###################################################################
# logsplitter v0.2.2 (c)2006-2007 Tim Jackson (tim@timj.co.uk)    #
###################################################################

INTRODUCTION
This is a PHP-based splitter for Squid and Pound logs. It's intended primarily
for situations where Squid is being used as a reverse proxy (HTTP accelerator)
or where Pound is being used as a load balancer.
It's pretty simple really; it takes the normal Squid/Pound access log as an 
input and then splits it into a log file that looks like an Apache "combined" 
access log, with the addition of Squid hit/miss information on the end in
the case of Squid logs (because this is useful for other purposes, like
producing hit/miss statistics).

For security purposes and so that related logs can be grouped, the list of
valid hostnames which you are expecting to see in the access log must be
defined using a "hostname list". This is a newline-separated text file with a 
list of hostnames. If you wish to group multiple hostnames together into a 
single output file (for example to group www.example.com and 
subdomain.example.com into one output file) you can space-separate multiple 
hostnames on a line. You can also use simple wildcards by using asterisks. 

Example:

===== example hostname list file
www.example.com
www.example.net
www.example.org *.example.org *.otherdomain.example.com
=====

It is anticipated that this file will normally be automatically generated by
some external tool.


INSTALLATION
There are only two files to install really:
- logsplitter (which is the file you run from the command line)
- Text/LogSplitter.php (main logic in a class)

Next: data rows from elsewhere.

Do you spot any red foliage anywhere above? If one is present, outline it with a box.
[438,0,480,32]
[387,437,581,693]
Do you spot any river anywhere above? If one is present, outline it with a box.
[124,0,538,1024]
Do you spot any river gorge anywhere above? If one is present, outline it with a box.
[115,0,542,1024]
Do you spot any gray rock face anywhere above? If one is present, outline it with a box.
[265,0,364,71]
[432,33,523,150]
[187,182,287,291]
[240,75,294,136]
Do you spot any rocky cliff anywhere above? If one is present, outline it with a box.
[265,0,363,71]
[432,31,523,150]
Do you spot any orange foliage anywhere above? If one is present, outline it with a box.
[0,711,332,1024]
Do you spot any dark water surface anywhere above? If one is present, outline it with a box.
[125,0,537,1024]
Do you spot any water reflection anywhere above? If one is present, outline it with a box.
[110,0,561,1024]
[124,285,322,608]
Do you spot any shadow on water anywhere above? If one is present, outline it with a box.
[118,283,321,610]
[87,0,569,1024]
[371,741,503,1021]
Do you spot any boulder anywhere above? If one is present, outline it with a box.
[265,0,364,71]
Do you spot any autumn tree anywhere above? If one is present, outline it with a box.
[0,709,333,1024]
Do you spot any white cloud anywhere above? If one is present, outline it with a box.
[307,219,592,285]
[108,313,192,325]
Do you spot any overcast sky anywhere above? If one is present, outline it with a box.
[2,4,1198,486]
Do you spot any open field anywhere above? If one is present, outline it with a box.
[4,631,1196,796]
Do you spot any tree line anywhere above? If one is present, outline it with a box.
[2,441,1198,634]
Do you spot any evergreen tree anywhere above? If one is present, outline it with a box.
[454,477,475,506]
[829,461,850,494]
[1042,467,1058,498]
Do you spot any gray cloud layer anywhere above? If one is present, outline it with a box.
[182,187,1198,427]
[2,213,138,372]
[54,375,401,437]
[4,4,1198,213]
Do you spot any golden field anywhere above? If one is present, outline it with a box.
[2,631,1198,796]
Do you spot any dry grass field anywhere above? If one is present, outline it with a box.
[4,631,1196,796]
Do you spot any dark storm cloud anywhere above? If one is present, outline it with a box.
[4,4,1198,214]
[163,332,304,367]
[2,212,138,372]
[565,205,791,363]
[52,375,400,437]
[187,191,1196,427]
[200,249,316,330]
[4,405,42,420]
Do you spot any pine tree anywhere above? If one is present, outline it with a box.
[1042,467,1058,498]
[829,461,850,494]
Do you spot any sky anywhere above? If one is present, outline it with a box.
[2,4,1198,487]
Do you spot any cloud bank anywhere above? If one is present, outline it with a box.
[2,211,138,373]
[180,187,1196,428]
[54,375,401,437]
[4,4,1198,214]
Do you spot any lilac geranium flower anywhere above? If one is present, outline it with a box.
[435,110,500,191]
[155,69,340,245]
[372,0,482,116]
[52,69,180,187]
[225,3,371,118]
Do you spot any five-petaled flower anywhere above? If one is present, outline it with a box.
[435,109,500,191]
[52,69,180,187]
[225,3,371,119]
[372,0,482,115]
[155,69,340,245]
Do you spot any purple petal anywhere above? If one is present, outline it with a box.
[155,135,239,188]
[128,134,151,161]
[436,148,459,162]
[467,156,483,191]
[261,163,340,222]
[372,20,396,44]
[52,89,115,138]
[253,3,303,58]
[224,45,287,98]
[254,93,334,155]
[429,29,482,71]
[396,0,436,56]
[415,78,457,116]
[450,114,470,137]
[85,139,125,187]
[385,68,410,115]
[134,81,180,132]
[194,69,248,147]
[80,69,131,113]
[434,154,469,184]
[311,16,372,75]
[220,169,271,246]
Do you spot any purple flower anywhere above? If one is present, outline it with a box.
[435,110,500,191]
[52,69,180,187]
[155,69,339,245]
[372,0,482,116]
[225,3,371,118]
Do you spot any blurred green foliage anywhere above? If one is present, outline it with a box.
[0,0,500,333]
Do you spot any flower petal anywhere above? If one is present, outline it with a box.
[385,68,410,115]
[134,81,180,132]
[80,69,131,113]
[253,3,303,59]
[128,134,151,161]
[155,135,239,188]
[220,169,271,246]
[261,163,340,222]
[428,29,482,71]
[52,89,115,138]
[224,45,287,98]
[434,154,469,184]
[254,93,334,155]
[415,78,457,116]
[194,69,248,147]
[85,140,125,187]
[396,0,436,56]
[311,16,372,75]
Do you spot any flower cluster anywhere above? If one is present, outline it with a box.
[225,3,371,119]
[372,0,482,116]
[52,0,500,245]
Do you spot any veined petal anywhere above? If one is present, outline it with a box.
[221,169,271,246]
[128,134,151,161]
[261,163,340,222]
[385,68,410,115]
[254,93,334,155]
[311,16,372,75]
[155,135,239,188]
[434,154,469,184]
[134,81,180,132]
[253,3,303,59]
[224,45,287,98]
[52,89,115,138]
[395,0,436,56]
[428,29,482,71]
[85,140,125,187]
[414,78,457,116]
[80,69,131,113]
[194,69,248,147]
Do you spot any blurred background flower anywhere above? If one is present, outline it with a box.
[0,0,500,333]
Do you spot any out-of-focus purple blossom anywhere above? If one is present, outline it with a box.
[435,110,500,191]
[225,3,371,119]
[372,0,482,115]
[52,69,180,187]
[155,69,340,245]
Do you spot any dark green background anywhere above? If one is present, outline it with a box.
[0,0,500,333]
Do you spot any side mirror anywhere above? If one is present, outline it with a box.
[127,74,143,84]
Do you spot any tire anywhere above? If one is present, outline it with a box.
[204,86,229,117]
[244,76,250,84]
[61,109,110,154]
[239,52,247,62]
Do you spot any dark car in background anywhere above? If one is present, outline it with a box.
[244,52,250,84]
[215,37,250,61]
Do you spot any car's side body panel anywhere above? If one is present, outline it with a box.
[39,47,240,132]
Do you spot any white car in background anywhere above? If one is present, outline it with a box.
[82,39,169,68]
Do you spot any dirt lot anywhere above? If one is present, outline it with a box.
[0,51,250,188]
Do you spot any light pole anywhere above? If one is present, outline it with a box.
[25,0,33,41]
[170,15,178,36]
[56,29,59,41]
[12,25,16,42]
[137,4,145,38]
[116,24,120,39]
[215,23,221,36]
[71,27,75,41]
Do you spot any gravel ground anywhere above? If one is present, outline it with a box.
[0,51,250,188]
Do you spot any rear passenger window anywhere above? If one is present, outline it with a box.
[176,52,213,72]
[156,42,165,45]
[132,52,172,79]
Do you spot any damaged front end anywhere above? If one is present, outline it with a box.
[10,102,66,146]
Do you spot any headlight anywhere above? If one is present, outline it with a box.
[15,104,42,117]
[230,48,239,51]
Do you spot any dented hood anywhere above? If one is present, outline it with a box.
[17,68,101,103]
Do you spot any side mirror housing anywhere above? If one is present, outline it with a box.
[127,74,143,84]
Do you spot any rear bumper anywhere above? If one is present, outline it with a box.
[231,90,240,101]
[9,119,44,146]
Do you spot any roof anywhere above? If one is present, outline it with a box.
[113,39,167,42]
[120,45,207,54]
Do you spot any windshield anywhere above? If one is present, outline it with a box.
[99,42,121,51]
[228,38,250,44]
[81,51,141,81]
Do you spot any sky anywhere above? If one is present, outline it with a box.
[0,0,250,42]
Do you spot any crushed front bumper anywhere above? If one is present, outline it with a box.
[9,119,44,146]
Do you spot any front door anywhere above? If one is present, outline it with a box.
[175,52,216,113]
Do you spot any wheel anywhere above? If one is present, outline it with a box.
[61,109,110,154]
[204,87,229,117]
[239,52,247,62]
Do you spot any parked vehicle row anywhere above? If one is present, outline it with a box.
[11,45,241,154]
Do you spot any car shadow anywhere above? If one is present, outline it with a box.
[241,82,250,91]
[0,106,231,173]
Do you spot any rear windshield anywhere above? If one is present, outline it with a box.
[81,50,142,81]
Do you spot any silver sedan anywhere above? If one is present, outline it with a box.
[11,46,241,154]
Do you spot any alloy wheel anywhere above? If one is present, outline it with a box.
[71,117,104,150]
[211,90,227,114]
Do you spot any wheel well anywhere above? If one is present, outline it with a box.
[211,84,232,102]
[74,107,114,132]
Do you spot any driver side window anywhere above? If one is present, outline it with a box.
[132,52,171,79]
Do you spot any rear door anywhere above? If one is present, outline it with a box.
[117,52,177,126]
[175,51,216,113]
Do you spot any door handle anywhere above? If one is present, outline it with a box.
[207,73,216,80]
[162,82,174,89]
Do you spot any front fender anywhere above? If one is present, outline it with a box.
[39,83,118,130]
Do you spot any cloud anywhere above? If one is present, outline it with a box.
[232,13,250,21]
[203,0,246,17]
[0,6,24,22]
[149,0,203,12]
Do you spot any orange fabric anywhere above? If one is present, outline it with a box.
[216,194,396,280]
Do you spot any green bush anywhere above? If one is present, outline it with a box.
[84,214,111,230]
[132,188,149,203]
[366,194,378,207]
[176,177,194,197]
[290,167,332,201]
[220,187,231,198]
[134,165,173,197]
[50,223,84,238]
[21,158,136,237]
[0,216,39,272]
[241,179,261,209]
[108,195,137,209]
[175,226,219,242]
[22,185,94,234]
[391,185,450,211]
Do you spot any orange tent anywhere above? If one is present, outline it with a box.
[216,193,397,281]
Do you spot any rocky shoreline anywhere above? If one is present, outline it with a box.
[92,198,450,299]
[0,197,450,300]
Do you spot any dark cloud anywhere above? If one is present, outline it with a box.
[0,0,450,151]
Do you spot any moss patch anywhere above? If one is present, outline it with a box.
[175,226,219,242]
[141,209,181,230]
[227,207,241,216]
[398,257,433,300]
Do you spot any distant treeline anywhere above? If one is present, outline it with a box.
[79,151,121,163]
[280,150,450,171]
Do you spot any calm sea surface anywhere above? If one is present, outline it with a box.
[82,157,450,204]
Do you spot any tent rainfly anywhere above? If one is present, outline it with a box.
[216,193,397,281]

Out of the box, it will run from the directory you extracted it into.

You will need to install the PEAR module Console_Getopt in order for the
main logsplitter CLI program to work.


CONFIGURATION
There is a simple configuration file (logsplitter.ini) which simply defines 
the input and output file locations. A commented example config
(logsplitter.ini.sample) is provided.

By default, logsplitter reads from the configuration file 
"logsplitter.ini".


USAGE
Simply run "logsplitter" on the command line. It will read the defined 
config file and process the defined access log file, outputting as it goes.
To get some summary statistics, use the "-v" (verbose) option.
To override which config file is to be used, use the "-c" (config file) option.

Examples:

$ logsplitter -v
5 lines in 0.00 seconds (12314 lines/sec, 2283 kbytes/sec)

$ logsplitter -v -c /path/to/myconfig.ini
5 lines in 0.00 seconds (12314 lines/sec, 2283 kbytes/sec)


NOTES ABOUT CANONICALISATION
logsplitter canonicalises all hostnames found in input files to lowercase. It
also removes any port number specifications from the hosts logged in the file.
(The assumption is that you are not going to run two completely different sites
which need to be treated separately for logging purposes on
http://www.example.com/ and http://www.example.com:1234/)